Kumar had noted that while the immediate effect on India’s overall GDP growth may be limited to about 40–60 basis points, the damage to employment and small businesses could be substantial. The US accounts for around 20% of India’s merchandise exports, but nearly one-third of exports of labour-intensive goods such as textiles, leather, gems and jewellery, and processed food products like shrimp. These industries are dominated by micro, small and medium enterprises (MSMEs) and together employ about 40% of the country’s manufacturing workforce.
He said the challenge comes at a time when India’s economy is showing signs of strength. Growth in the first quarter of the current fiscal year stood at 7.8%, surpassing expectations and prompting an upward revision of annual projections to 6.8%. The expansion was driven mainly by rural consumption and front-loaded government capital expenditure. However, private investment continues to lag despite robust profits and healthy capacity utilisation, reflecting uncertainty in the global trade environment.
Alongside continued diplomatic engagement, Kumar says India must tap its domestic market more effectively and prevent local industries from being undermined by unfair competition. “We need to exploit the domestic markets for our labour-intensive goods better. We should also protect the domestic market especially in labour intensive industries from the dumping of cheap Chinese goods. This has become a serious issue in the Southeast Asian countries, too, like Thailand and Indonesia, which have begun taking action. India should also act to contain the damage. The Prime Minister’s call for ‘vocal for local’ is indeed timely.”

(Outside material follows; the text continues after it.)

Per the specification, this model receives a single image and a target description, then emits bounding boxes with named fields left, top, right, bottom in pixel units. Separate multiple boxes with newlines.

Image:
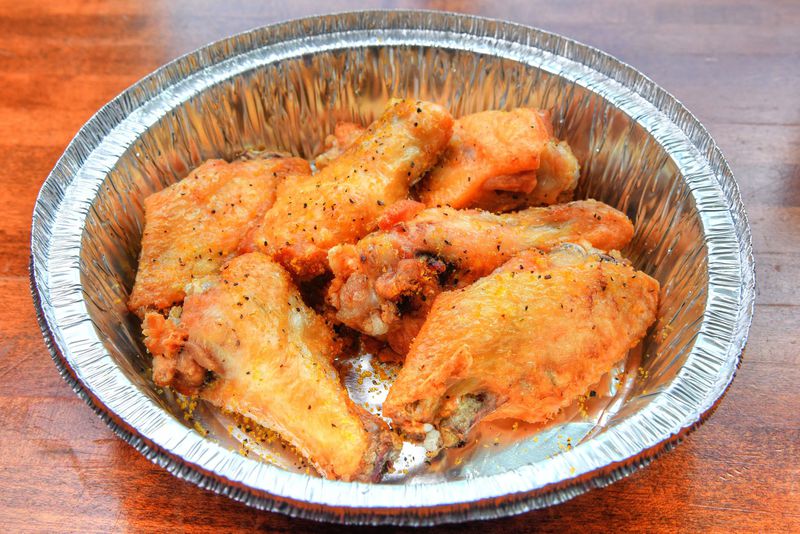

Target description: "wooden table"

left=0, top=0, right=800, bottom=531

Diversifying export destinations is another key part of the strategy. India’s recent trade agreements with the United Kingdom and the European Free Trade Association (EFTA) — the latter taking effect on October 1, 2025 — mark important steps toward broadening market access. Progress on the India–EU FTA and planned negotiations with the Eurasian Economic Community could further open European markets for Indian products. “All these agreements will open up access to virtually the entire European market to Indian goods, especially labour-intensive goods, some of which presently attract peak tariffs,” says Kumar, who also serves as the Director and Chief Executive of the Institute for Studies in Industrial Development (ISID).
He also adds that Indian firms need to move up the value chain. “Indian industry needs to pay adequate attention to innovation and product development through enhancing their R&D activity and brand-building globally,” he says, suggesting that building global brands and investing in technology would help reduce dependence on low-margin exports vulnerable to trade disruptions.
According to him, MSMEs, the segment most exposed to the US tariffs, should receive targeted support through liquidity provision, credit guarantees and temporary moratoriums. Such measures, he believes, would help cushion the employment impact while new markets and domestic demand pick up. In that case, India’s inflation outlook provides some room for policy flexibility. Headline inflation has trended downward, with projections for 2025–26 now revised to 2.6% from 3.7% in the Reserve Bank’s June MPC meeting. The GST reforms are also believed to help moderate prices further.